Profitability was fine for this quarter. Gross margin actually improved more than two points, helped in part by the greater contribution of services/software. Operating income jumped 15% on a GAAP basis, setting up a curious dichotomy with Sourcefire - where the revenue growth was much stronger, but the operating income performance was significantly weaker.

SEE: Understanding The Income Statement

So, How Much Should Investors Worry About Growth?
Even for a company with Check Point's absurdly high margins and free cash flow production, growth is the driving concern for most investors. On that front, ongoing deceleration in revenue, despite new product launches, is hardly encouraging news.

However, maybe things aren't that dire. It's true that Sourcefire and Palo Alto use different, more advanced technology in their hardware, but that's largely only needed for the biggest and most complex clients - for much of Check Point's core client base, that's simply more horsepower (and cost) than they need.

Moreover, Check Point is seeing some trading-down during this period, as customers opt to go with cheaper options. Although that's not a good thing in its own right, at least that business is staying within Check Point - and maybe reflective of a tougher/weaker macro environment than analysts and industry participants have been willing to acknowledge.

There's Still Opportunity, but the Window Won't Stay Open Forever
Obviously, I'm concerned that Check Point has underspent on R&D and can't go toe-to-toe with companies like SonicWall, Palo Alto, and Fortinet in terms of technology. I'm also concerned that the company didn't take full advantage of the opportunity to exploit Cisco (Nasdaq:CSCO) and Juniper (NYSE:JNPR) when they were distracted and under-executing. Last and not least, I worry about whether management still thinks in terms of shaping/leading the market, or whether it is content to farm its considerable client base and simply react to what newcomers like Palo Alto and F5 (Nasdaq:FFIV) do in the market.

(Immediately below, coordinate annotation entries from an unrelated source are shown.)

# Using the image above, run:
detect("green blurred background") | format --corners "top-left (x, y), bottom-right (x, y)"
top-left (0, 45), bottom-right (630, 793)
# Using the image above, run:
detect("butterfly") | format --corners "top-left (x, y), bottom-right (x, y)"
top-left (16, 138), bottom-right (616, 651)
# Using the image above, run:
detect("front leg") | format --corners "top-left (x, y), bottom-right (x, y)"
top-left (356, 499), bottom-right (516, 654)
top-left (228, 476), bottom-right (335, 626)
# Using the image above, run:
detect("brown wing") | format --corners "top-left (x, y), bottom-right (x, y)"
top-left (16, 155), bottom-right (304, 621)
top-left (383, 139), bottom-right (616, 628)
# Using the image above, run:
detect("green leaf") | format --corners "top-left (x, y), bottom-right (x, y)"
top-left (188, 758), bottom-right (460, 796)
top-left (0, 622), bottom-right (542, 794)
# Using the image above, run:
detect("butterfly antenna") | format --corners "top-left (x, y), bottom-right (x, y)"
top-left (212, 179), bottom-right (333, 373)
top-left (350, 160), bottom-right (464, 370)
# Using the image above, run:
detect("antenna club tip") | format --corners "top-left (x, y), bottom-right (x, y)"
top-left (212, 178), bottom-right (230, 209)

The good news is that the company still has a large user base and a very large amount of cash on the balance sheet. I don't mean to suggest that reestablishing technology leadership is a simple matter of throwing handfuls of cash at engineers or patching over past missed opportunities with M&A, but it's a lot easier to get a business back on track without the pressures of a bad balance sheet.

SEE: Analyzing An Acquisition Announcement

The Bottom Line
I don't have an especially great amount of confidence that Check Point management really wants to shake things up and challenge the likes of Palo Alto for leadership in aspects of security that only engineers are likely to fully appreciate. While I respect that Check Point's growth potential is likely underestimated and that the company can continue to drive good profits and cash flow from its existing configuration, I also realize that Wall Street isn't going to buy that so long as revenue growth keeps shrinking.

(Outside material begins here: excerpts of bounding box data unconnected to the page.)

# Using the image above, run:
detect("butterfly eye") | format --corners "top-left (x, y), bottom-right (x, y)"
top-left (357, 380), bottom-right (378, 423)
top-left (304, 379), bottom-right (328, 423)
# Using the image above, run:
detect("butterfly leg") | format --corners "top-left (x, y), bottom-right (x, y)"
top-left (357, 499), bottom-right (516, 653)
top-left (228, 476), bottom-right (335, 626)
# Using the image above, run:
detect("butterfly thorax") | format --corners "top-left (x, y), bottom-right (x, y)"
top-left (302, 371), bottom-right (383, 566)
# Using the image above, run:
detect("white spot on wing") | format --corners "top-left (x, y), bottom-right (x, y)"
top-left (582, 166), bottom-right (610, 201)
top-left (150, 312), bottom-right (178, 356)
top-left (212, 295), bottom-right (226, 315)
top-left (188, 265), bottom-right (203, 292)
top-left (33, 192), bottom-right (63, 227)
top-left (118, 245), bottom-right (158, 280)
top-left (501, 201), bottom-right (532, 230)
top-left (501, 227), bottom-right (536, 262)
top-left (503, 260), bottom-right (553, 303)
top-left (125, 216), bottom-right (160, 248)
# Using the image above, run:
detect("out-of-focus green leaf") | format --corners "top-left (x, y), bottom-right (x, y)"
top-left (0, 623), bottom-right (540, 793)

I realize that a company with a double-digit EV/EBITDA multiple and a six times-plus multiple on trailing sales is not cheap at first blush. However, when you consider cash flow, just 4% free cash flow growth (almost one-third the rate of growth over the trailing decade) is enough to drive a fair value above $60. Consequently, I do believe there is real value in these shares, but I think it's going to take patience and maybe even some investor activism for that value to make its way into the actual share price.

At the time of writing, Stephen D. Simpson did not own any shares in any company mentioned in this article.